The above core base of drawing lead of burn-oning is soaked the baking 2 hours in 100 ℃ baking oven of multiple back with the organic solution of acrylic acid copolymer ester, abundant dry out solvent, clad with powdered epoxy resin again, and baking fully solidified it in 2 hours in 120 ℃ baking oven, was high performance high molecular positive temperature coefficient thermal sensitive resistor through mark, check.Zero power resistance<10 Ωs of this resistor in the time of 25 ℃, extreme difference<30% that resistance appreciates after 20 surges
Embodiment 2:
High molecular polymer is a high density polyethylene (HDPE), and its volume content is 28% and LLDPE, and its volume content is 18%, and conductive filler is carbon black (particle diameter<100 a μ m) volume content 32%, and inorganic filler is Mg (OH)
2(particle diameter<50 μ m) volume content 18%, crosslinking agent is a vinyltrimethoxy silane, volume content 3.8%, peroxide is a cumyl peroxide, and catalyst is a dibutyl tin laurate, and both cumulative volume content are 0.2%, adopt the method for embodiment 1, can obtain similar result.
Embodiment 3:
High molecular polymer is a high density polyethylene (HDPE), and its volume content is 46%, and conductive filler is carbon black (particle diameter<100 a μ m) volume content 20%, Ni powder (particle diameter<50 μ m) volume content 8%, and inorganic filler is Al (OH)
3(particle diameter<50 μ m) volume content 20%, crosslinking agent is: vinyltriethoxysilane, volume content 5.8%, peroxide is a cumyl peroxide, and catalyst is a dibutyl tin laurate, and both cumulative volume content are 0.2%, all the other can obtain similar result with embodiment 1.
Embodiment 4:
High molecular polymer is a high density polyethylene (HDPE), and its volume content is 48%, and conductive filler is carbon black (particle diameter<50 a μ m) volume content 25%, graphite (particle diameter<50 μ m) volume content 10%, and inorganic filler is Mg (OH)

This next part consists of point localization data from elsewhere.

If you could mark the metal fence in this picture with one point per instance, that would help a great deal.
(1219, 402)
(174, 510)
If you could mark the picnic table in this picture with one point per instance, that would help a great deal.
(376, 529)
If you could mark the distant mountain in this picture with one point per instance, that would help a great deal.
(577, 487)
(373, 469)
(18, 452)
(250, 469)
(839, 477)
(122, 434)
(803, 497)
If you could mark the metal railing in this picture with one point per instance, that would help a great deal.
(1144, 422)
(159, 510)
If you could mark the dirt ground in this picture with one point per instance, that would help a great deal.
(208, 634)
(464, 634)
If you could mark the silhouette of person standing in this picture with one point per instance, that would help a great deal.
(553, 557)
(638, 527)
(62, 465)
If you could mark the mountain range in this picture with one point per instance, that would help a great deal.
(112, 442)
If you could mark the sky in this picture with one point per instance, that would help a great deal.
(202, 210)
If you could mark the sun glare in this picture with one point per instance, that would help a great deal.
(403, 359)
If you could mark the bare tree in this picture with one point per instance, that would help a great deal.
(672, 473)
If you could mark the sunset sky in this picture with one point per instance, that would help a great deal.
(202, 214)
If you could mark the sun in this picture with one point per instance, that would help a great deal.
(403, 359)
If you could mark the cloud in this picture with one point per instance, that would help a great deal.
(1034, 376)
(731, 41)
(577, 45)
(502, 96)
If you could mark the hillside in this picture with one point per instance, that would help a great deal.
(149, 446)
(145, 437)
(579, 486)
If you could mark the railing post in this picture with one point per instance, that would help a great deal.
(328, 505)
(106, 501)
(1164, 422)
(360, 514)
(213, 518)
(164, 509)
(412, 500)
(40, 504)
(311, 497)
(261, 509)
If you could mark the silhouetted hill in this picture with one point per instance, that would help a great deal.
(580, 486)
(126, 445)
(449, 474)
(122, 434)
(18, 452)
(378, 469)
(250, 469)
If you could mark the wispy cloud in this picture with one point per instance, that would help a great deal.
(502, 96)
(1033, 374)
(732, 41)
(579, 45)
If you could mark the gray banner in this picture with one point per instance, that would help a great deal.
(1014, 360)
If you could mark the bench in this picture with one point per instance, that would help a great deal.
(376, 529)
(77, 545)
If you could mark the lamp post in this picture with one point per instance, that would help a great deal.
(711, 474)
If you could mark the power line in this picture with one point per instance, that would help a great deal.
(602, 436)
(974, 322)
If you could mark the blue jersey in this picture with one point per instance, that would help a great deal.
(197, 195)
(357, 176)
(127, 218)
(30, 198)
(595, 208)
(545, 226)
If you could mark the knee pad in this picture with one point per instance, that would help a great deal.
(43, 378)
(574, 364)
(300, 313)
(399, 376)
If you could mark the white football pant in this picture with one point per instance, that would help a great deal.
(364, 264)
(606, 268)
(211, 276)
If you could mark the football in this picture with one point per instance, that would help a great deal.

2(particle diameter<50 μ m) volume content 10%, CaCO
3(particle diameter<50 μ m) volume content 3%, crosslinking agent is a vinyltriethoxysilane, volume content 3.8%, peroxide is a cumyl peroxide, and catalyst is a dibutyl tin laurate, and the two volume content is 0.2%, all the other can obtain similar result with embodiment 1.
Embodiment 5~7:
Except embodiment 5 usefulness aluminium powders (particle diameter<50 μ m); Embodiment 6 usefulness copper powders (particle diameter<50 μ m); Embodiment 7 usefulness silver powder (particle diameter<50 μ m), their volume content are 5% to substitute graphite and use CaCO
3(particle diameter<50 μ m) is beyond 8%, adopts prescription and the method for embodiment 4, obtains similar result.